Hi, I'm Elea McDonnell Feit and I'm a marketing professor at Drexel University. Before I became a professor, I worked at General Motors where I used choice models to help design new cars. I found my work at GM so interesting that I decided to get a PhD focusing on choice modeling and after I finished that, I had a job as a methodologist at a company that specialized in using choice models to help Intel, Warner Brothers, Dole, and other big companies make important product design and pricing decisions. Choice modeling and its close cousin conjoint analysis are one of the most popular modeling tools used in marketing. They are also used in other fields like political science and transportation.

2. Regression modeling relates predictors to numeric outcomes

In linear regression, which you should already be familiar with, we predict a number. For instance, we could predict the sales at a store based on the features of that store like its size or the population near the store. In that case, the thing we are predicting - sales - is a number.

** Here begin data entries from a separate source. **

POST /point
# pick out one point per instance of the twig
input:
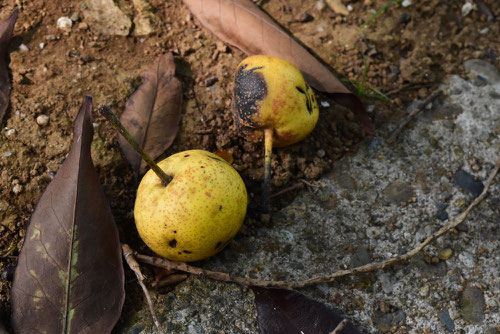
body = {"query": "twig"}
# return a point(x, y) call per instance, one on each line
point(409, 87)
point(281, 192)
point(132, 263)
point(340, 327)
point(225, 277)
point(111, 117)
point(415, 111)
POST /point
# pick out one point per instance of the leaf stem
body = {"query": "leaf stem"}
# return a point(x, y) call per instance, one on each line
point(111, 117)
point(268, 152)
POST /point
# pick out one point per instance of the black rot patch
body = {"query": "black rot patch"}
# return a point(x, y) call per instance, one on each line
point(249, 88)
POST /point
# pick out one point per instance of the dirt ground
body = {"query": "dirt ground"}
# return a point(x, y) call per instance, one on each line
point(408, 52)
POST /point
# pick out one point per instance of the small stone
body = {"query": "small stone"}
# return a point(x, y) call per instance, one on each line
point(17, 189)
point(424, 291)
point(75, 17)
point(467, 8)
point(42, 120)
point(398, 191)
point(445, 254)
point(83, 26)
point(472, 305)
point(64, 23)
point(467, 182)
point(444, 317)
point(304, 17)
point(106, 17)
point(484, 69)
point(10, 133)
point(406, 3)
point(373, 232)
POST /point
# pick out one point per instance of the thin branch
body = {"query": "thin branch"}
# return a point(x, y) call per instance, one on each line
point(132, 263)
point(415, 111)
point(111, 117)
point(225, 277)
point(340, 327)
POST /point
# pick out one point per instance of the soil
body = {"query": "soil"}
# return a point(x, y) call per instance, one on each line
point(405, 52)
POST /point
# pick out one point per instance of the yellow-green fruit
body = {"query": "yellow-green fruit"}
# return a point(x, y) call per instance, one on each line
point(197, 213)
point(271, 93)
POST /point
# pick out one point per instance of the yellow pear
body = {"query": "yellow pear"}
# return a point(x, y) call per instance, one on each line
point(197, 213)
point(271, 95)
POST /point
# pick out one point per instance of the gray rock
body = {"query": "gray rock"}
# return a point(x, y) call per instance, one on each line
point(444, 317)
point(484, 69)
point(398, 191)
point(386, 321)
point(472, 305)
point(361, 257)
point(468, 183)
point(106, 17)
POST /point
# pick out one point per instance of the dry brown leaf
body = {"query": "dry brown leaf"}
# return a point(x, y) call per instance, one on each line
point(244, 25)
point(69, 278)
point(6, 30)
point(153, 112)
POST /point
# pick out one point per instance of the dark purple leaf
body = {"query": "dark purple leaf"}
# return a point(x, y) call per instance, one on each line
point(244, 25)
point(6, 30)
point(69, 278)
point(287, 311)
point(152, 114)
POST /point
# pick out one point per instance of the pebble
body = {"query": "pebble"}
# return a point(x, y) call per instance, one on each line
point(424, 291)
point(406, 3)
point(467, 8)
point(17, 189)
point(10, 132)
point(445, 254)
point(398, 191)
point(444, 317)
point(467, 182)
point(64, 23)
point(42, 120)
point(372, 232)
point(472, 305)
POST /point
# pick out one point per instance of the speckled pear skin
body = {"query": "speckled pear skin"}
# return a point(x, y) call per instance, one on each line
point(271, 93)
point(197, 213)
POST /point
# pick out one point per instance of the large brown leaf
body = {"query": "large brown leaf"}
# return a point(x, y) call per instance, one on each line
point(244, 25)
point(6, 30)
point(153, 112)
point(287, 311)
point(69, 278)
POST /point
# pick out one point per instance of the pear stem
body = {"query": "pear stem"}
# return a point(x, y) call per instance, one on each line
point(268, 152)
point(111, 117)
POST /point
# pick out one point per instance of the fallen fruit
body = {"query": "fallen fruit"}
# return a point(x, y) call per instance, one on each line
point(271, 95)
point(197, 213)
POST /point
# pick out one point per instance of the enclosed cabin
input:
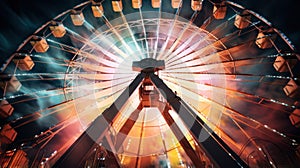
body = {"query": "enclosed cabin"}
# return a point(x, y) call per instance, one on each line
point(219, 10)
point(14, 158)
point(242, 20)
point(155, 3)
point(117, 5)
point(292, 89)
point(265, 38)
point(7, 134)
point(136, 4)
point(295, 118)
point(285, 62)
point(23, 61)
point(77, 17)
point(176, 3)
point(97, 9)
point(10, 83)
point(58, 29)
point(6, 109)
point(39, 44)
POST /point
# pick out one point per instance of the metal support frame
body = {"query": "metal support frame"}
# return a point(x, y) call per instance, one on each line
point(213, 146)
point(81, 148)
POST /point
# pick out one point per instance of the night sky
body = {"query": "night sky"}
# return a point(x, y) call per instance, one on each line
point(20, 18)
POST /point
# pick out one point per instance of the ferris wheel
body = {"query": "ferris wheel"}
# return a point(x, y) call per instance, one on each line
point(233, 73)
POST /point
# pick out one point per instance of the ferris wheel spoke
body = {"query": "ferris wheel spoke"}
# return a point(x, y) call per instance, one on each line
point(169, 34)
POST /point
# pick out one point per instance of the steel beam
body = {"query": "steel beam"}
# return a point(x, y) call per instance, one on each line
point(213, 145)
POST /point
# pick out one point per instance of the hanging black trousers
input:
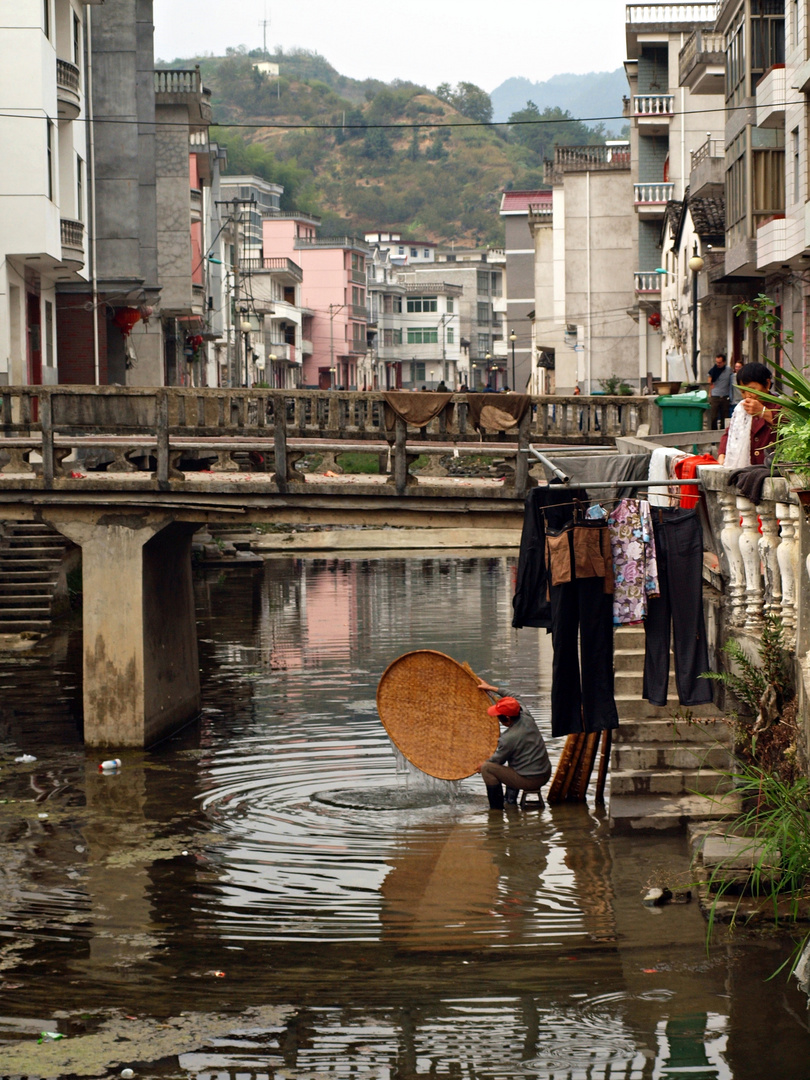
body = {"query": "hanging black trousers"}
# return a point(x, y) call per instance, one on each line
point(581, 608)
point(677, 615)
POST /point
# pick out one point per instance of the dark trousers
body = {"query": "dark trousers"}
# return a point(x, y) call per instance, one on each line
point(677, 613)
point(719, 409)
point(581, 608)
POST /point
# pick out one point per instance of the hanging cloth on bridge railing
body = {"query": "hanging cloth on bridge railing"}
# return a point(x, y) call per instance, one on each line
point(497, 412)
point(417, 409)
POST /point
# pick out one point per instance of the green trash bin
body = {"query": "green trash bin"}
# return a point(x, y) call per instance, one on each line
point(683, 412)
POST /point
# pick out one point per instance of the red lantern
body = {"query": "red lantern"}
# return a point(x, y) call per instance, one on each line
point(125, 319)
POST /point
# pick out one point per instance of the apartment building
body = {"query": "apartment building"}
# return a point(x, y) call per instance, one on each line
point(43, 180)
point(520, 278)
point(670, 119)
point(583, 329)
point(333, 297)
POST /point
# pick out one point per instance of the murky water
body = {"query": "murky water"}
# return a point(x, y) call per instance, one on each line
point(269, 875)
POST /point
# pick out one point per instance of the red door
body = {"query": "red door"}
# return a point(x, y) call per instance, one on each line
point(35, 341)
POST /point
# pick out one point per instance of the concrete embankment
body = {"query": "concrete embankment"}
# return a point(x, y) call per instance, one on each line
point(387, 540)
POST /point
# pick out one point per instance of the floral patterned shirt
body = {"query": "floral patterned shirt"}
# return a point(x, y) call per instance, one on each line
point(635, 570)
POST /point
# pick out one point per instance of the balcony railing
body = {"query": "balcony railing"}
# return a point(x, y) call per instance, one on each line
point(652, 194)
point(702, 46)
point(180, 81)
point(667, 14)
point(278, 265)
point(351, 242)
point(647, 281)
point(653, 105)
point(712, 148)
point(72, 241)
point(67, 77)
point(591, 158)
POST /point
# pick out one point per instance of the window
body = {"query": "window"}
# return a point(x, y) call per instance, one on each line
point(49, 334)
point(417, 304)
point(422, 335)
point(49, 156)
point(79, 189)
point(795, 139)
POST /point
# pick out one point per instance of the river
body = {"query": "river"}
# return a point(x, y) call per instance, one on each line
point(246, 901)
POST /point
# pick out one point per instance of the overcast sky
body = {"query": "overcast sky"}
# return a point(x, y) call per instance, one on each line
point(428, 41)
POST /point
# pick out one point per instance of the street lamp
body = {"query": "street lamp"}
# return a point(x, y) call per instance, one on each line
point(696, 265)
point(245, 327)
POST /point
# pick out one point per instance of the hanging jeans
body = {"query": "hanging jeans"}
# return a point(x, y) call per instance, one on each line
point(582, 703)
point(677, 613)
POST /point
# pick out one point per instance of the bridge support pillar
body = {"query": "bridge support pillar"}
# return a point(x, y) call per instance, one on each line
point(142, 674)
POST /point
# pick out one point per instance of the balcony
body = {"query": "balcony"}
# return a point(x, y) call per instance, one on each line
point(281, 351)
point(281, 266)
point(771, 243)
point(650, 199)
point(707, 172)
point(648, 283)
point(652, 112)
point(68, 90)
point(702, 63)
point(771, 97)
point(72, 243)
point(184, 86)
point(348, 243)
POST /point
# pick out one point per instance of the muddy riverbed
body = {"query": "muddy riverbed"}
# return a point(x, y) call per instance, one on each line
point(214, 910)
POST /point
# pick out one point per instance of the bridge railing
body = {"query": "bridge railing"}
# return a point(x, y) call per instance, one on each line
point(152, 430)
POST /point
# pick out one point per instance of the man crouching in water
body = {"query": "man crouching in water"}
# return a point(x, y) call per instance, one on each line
point(521, 759)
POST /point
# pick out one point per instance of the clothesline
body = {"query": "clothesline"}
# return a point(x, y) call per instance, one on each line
point(566, 480)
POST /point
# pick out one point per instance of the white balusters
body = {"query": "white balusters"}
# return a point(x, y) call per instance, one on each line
point(750, 552)
point(730, 540)
point(787, 554)
point(769, 544)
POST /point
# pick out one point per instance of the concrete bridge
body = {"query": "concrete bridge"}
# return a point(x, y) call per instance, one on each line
point(129, 474)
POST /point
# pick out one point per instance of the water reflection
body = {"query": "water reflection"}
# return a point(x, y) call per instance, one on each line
point(432, 940)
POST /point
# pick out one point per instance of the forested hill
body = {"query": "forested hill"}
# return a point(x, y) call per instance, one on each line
point(442, 185)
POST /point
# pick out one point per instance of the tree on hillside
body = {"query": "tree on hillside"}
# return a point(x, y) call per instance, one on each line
point(540, 132)
point(471, 100)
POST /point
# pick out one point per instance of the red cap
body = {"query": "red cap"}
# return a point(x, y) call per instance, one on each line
point(507, 706)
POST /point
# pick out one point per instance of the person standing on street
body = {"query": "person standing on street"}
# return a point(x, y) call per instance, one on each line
point(719, 397)
point(521, 759)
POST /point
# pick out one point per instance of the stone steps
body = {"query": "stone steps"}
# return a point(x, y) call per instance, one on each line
point(30, 555)
point(665, 771)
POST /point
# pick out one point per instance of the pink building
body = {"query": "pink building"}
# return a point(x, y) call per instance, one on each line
point(333, 297)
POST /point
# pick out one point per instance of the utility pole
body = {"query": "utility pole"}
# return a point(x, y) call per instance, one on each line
point(234, 362)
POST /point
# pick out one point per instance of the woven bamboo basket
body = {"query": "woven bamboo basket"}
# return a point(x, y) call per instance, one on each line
point(435, 715)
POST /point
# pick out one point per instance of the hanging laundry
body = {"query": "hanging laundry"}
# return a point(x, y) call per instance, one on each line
point(676, 616)
point(635, 568)
point(662, 463)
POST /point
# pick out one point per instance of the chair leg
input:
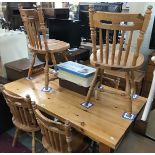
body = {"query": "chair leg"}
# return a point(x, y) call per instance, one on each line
point(133, 88)
point(33, 142)
point(53, 59)
point(128, 93)
point(46, 72)
point(31, 66)
point(15, 137)
point(65, 56)
point(92, 85)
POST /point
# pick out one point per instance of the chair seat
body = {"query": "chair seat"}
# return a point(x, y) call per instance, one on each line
point(53, 46)
point(128, 65)
point(79, 143)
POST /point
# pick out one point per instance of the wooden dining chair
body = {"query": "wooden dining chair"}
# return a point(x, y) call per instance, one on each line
point(22, 115)
point(58, 136)
point(38, 43)
point(121, 58)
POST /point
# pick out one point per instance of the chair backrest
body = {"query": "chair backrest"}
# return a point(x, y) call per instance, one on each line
point(21, 109)
point(112, 22)
point(56, 134)
point(34, 25)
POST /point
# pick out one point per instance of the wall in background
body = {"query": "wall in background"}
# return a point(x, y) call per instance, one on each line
point(140, 7)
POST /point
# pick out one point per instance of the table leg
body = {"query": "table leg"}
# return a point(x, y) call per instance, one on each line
point(104, 148)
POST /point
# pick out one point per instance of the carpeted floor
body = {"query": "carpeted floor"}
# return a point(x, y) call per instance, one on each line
point(23, 145)
point(6, 142)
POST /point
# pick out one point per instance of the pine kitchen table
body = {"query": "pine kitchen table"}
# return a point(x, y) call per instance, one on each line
point(103, 122)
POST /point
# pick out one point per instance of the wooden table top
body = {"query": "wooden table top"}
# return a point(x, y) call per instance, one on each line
point(103, 122)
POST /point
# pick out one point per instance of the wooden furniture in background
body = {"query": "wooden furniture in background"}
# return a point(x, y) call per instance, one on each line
point(58, 137)
point(122, 59)
point(19, 68)
point(5, 114)
point(148, 76)
point(103, 122)
point(34, 25)
point(23, 116)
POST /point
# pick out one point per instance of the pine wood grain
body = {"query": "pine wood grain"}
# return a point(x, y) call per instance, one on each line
point(103, 122)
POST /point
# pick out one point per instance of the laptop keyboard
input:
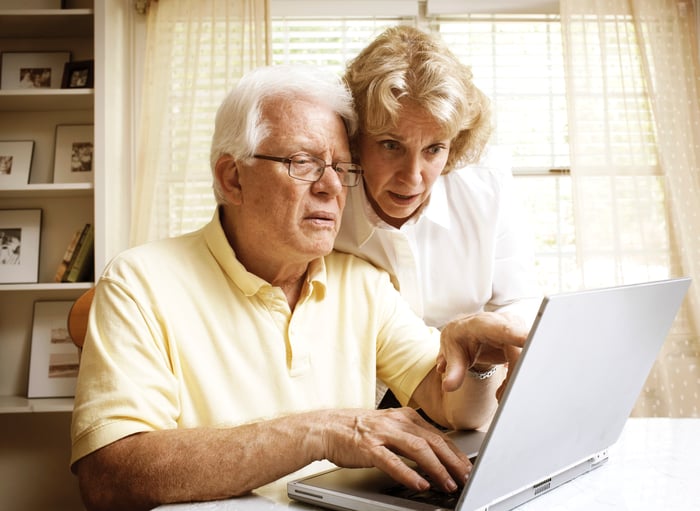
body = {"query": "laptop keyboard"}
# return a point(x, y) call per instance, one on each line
point(433, 496)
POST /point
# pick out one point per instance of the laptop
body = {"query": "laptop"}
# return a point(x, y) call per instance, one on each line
point(571, 391)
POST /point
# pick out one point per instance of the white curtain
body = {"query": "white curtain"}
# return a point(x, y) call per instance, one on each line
point(195, 52)
point(632, 74)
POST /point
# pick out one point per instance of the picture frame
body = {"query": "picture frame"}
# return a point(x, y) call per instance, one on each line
point(15, 162)
point(33, 70)
point(54, 358)
point(73, 158)
point(78, 75)
point(20, 235)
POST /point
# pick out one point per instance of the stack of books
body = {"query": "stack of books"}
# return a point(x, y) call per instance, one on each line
point(78, 263)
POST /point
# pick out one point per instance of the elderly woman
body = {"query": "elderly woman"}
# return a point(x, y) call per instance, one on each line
point(436, 208)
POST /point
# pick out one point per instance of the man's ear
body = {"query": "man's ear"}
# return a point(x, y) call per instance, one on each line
point(228, 177)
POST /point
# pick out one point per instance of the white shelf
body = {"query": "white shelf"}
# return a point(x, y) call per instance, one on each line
point(15, 404)
point(17, 23)
point(47, 286)
point(45, 100)
point(48, 190)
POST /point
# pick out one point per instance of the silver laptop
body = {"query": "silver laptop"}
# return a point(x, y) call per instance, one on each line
point(570, 394)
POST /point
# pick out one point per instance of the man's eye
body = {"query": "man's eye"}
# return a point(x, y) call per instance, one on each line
point(391, 145)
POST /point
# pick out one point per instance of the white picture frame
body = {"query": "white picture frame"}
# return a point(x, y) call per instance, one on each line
point(20, 236)
point(33, 70)
point(15, 163)
point(74, 154)
point(53, 366)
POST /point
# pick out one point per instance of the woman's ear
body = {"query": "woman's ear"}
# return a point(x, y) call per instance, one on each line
point(228, 177)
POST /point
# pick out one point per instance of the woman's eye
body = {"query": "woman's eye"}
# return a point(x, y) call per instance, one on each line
point(436, 149)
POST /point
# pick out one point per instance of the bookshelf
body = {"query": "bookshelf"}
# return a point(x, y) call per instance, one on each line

3. Many events we want to understand and predict are **choices**

But many events that we are interested in as data scientists and marketers are choices from a set of things. When a customer goes to an online retailer, she selects one dress from many that are available. When you decide what to watch on Netflix tonight, you will choose one show from a menu of available content. When a customer buys a car, she chooses a model from those that are available in her region. As a marketer, we want to know how features of cars relate to which car a customer will choose and we can use that information to predict what will happen to market share if we change our product.

4. Choices require their own special type of regression

Data on choices doesn't fit well within the linear regression framework. Instead, we use another type of model called a multinomial logistic regression or the multinomial logit model. Multinomial logit models are used to predict a choice from a set of two or more options. The prediction is based on the features of each alternative. For instance, we can predict the likelihood of choosing a particular car based on the features of the available cars. You may have heard about logistic regression before. Logistic regression is a special case of multinomial logistic regression that we use with data on binary "yes/no" choices like consumers deciding whether to redeem an offer. We are going to focus on multinomial logistic regression which is more general and can be used to predict choices from among two, three or more alternatives.

5. Marketing applications for choice models

Choice models have a lot of applications within marketing. When I worked at GM, we used choice models to understand which features would make our cars more desirable. You can also use choice modeling to determine how to price a product based on how customers trade-off price against other product attributes. An online retailer can use choice models to understand how features of the website - like a "customer favorite" flag that you put on a product preview - affect what customers ultimately buy. All of these are great examples of how choice models are used in marketing.

6. What choices are *you* interested in analyzing?

In this chapter, I'm going to focus on a data set that describes customers choosing sports cars and in later chapters, we will analyze chocolate choices. These are two of my favorite product categories. But these are just examples and I hope you will start thinking about all the different types of choices you might want to study.